Fentanyl is a synthetic opioid available for prescription pain relief. But its potency is astonishing and frightening: it is 50x more potent than heroin. As a point of reference, the prescribed oral amount for an adult would kill a child.

This opioid is the greatest threat in the nation’s crisis, because it’s easy to find and often mixes into heroin. Fentanyl is cheaper than most competing opioids; add in how easily it can be smuggled, and the drug proves hard to control. Preventing its illegal use works less and less.

Fatal overdoses from fentanyl are frequent. Many dealers mix fentanyl into heroin without telling their buyers, and those buyers unknowingly ingest the potent drug. Remember that fentanyl can cause an overdose with just a tiny amount. It caused the most fatal overdoses of any opioid in 2017, responsible for nearly 43% (30,000 deaths) of all opioid overdoses.

So What Can We Do?

The figures and facts of the opioid crisis are bleak. They don’t inspire hope. But they’re not the only part of the story which we should look to.

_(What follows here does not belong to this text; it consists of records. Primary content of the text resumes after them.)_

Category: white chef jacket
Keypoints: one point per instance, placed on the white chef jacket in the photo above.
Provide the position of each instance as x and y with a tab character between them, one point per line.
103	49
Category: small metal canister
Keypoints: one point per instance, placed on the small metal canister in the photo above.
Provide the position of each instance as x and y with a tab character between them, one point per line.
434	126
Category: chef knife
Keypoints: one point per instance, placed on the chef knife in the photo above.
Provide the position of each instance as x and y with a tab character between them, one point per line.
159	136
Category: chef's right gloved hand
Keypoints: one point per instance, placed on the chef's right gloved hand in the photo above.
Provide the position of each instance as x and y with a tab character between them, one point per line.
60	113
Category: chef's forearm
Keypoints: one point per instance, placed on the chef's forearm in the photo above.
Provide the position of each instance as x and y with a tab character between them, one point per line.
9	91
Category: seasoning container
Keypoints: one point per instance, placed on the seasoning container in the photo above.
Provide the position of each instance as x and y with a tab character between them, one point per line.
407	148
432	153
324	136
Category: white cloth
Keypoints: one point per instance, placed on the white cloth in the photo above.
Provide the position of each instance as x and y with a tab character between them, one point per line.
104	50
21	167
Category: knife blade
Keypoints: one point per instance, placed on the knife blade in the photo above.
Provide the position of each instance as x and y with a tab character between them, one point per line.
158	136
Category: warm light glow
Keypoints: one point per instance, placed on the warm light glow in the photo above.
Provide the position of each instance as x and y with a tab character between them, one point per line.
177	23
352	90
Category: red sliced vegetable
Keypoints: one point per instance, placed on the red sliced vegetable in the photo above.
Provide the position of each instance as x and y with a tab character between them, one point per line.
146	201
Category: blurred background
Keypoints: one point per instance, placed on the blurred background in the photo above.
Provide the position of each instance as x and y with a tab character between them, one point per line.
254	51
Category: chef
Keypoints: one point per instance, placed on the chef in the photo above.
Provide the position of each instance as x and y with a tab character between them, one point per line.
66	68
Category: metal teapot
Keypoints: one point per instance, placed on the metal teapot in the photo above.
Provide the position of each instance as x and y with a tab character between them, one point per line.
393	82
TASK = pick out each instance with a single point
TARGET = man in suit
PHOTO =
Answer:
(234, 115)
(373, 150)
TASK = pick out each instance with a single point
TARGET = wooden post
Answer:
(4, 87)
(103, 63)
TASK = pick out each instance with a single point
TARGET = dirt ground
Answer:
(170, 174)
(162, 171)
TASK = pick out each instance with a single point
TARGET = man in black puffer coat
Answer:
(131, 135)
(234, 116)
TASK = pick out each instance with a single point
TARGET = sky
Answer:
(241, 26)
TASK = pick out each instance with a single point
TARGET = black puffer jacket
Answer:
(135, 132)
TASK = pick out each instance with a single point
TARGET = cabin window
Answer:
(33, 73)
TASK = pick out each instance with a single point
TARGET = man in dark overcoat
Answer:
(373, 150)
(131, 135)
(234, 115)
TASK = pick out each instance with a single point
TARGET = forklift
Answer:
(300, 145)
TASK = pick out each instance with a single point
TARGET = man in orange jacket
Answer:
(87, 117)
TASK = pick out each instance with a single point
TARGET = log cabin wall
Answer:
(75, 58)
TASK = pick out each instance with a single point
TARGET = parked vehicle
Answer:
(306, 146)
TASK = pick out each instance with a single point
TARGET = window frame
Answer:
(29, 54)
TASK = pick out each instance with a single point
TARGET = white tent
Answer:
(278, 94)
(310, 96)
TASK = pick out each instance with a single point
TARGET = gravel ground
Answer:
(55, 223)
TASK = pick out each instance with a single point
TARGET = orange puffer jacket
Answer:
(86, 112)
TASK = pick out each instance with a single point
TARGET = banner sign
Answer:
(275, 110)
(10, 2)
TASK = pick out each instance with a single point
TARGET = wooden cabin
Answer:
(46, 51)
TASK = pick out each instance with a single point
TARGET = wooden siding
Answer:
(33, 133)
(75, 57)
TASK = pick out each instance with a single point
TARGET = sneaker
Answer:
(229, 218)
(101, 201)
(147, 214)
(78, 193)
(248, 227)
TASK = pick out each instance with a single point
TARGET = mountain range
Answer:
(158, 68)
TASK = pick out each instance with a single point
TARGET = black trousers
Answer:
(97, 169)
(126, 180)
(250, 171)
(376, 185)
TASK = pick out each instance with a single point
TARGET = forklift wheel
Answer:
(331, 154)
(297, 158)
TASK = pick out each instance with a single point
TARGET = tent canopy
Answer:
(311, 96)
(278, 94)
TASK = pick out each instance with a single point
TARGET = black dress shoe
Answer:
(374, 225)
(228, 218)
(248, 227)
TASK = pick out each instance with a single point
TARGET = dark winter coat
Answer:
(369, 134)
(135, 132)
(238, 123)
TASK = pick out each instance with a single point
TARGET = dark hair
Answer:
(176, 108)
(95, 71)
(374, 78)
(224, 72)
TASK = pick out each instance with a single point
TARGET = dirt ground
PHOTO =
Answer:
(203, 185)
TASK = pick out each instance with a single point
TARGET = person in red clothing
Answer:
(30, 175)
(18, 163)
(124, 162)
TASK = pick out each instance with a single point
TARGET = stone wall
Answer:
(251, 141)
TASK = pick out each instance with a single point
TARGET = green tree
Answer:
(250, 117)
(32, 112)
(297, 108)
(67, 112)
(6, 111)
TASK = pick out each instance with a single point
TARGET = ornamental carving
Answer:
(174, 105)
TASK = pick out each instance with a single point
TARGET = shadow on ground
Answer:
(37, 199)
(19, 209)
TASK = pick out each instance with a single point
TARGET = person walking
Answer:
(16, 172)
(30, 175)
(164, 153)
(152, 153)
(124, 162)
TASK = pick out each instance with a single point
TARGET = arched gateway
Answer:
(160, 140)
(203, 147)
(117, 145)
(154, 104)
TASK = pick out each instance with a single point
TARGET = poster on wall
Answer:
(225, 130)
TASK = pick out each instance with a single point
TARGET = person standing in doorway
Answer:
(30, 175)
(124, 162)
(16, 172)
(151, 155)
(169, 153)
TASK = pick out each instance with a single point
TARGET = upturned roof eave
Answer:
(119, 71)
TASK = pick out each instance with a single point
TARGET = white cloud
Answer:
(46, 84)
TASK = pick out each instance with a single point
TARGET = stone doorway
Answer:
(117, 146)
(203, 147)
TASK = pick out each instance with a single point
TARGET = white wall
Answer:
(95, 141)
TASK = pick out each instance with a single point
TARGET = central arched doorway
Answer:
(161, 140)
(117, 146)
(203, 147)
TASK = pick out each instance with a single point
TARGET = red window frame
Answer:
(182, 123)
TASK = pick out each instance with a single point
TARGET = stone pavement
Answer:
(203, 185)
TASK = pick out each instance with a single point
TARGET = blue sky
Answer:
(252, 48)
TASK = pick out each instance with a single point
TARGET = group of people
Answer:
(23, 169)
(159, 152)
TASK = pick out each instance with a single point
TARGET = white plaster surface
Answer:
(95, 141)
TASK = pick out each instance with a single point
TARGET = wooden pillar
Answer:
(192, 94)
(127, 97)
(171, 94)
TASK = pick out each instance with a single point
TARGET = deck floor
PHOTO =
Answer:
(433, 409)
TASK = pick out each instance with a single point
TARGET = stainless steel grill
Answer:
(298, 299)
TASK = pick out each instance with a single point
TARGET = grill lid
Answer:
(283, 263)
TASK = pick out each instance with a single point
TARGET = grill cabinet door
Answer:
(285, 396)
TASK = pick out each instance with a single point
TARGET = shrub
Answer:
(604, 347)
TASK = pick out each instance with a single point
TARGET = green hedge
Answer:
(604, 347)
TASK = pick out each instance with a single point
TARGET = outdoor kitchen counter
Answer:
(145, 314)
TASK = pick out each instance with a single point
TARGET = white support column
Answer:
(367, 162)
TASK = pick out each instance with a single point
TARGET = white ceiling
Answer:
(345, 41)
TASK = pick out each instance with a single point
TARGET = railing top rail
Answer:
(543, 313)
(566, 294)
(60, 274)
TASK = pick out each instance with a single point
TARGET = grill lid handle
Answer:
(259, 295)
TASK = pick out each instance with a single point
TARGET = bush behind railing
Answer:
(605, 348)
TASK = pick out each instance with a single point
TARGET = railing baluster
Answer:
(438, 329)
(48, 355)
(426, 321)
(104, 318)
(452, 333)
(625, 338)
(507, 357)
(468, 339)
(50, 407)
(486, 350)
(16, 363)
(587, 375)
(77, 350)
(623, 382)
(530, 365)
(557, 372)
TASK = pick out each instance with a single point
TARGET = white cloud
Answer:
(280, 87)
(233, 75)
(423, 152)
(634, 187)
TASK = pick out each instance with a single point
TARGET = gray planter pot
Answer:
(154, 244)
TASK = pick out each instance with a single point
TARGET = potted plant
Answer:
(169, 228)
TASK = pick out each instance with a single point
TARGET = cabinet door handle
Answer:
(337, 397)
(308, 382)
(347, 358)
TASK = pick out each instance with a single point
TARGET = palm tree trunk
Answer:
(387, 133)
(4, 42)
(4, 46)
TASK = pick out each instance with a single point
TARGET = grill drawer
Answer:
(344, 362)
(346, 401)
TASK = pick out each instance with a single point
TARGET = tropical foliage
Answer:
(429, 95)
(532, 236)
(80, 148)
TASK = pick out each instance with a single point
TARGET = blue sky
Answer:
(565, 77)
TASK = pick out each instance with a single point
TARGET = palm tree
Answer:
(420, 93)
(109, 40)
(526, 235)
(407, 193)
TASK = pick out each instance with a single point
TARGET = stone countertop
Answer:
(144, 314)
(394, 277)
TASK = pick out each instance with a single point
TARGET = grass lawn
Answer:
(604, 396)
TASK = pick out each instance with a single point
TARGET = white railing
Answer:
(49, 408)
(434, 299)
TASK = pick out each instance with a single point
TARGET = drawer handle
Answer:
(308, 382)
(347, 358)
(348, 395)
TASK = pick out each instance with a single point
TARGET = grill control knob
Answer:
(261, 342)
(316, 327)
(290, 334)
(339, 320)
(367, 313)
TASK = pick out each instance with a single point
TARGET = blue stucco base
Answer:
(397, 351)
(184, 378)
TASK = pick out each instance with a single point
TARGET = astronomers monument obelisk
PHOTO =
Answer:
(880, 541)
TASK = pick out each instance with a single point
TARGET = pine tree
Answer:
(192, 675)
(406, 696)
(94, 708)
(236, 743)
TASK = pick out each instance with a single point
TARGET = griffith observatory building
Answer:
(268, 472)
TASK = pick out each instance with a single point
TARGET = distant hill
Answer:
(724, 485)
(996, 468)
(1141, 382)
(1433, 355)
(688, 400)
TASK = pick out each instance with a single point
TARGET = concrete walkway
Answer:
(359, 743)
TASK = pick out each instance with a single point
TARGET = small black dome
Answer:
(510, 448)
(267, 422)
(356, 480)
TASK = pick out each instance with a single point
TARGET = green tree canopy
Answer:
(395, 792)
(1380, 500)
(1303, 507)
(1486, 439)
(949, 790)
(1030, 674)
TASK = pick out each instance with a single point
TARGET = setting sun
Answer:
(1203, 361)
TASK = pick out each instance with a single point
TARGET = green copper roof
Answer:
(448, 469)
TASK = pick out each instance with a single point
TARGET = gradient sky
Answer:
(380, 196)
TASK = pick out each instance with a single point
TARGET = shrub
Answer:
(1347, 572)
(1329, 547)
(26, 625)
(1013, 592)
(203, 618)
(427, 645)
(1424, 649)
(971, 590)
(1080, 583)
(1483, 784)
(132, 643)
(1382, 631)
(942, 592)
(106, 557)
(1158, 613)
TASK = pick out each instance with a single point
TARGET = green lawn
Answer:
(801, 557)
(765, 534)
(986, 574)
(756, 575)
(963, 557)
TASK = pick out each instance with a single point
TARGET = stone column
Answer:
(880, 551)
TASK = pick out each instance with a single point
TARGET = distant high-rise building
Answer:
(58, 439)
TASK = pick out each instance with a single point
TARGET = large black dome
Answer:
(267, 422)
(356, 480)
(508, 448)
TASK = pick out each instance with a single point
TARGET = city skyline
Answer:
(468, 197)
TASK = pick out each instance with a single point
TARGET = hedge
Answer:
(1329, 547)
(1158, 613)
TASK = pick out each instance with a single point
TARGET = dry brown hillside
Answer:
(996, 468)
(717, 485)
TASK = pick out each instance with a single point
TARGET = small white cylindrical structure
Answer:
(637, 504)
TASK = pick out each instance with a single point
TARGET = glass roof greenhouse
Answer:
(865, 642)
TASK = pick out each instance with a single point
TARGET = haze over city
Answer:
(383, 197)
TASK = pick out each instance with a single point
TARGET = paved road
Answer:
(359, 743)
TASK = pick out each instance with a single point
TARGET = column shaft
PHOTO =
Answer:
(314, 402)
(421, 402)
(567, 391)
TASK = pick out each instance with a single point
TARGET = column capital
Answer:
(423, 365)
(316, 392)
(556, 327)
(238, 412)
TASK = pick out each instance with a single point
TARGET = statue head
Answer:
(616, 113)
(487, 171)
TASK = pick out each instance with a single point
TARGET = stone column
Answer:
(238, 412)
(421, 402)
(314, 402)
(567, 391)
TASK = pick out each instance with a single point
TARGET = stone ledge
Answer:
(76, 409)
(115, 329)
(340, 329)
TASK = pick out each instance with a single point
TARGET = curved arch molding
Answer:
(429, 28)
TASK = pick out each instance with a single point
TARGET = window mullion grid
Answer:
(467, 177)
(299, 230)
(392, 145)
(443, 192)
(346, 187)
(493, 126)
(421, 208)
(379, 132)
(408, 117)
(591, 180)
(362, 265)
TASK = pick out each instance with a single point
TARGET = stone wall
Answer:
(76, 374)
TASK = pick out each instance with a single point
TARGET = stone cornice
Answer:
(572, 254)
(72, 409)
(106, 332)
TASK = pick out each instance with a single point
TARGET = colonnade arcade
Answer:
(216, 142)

Opioid addiction doesn’t have to be a dead-end. There are chances for treatment, recovery, and sobriety available for anyone who needs it. Medically-assisted treatments (MATs) are becoming more common as viable treatments for opioid addiction. There are many campaigns to make naloxone, an antidote to opioid overdose, widely available. Opioid recovery clinics offer steady recovery across the country. Online tools assist opioid recovery nearly every moment. Visit any of these links to see how people fight this crisis every day.

No one is alone in addiction, or in mourning those lost to addiction. Those high death rates are chilling to even write down. But they also hint at a larger American community that could mourn with you, come support you, and fight alongside you against opioid addiction. Recovery requires community. If we have to keep suffering, let’s suffer together for now. That’s the best first step in overcoming.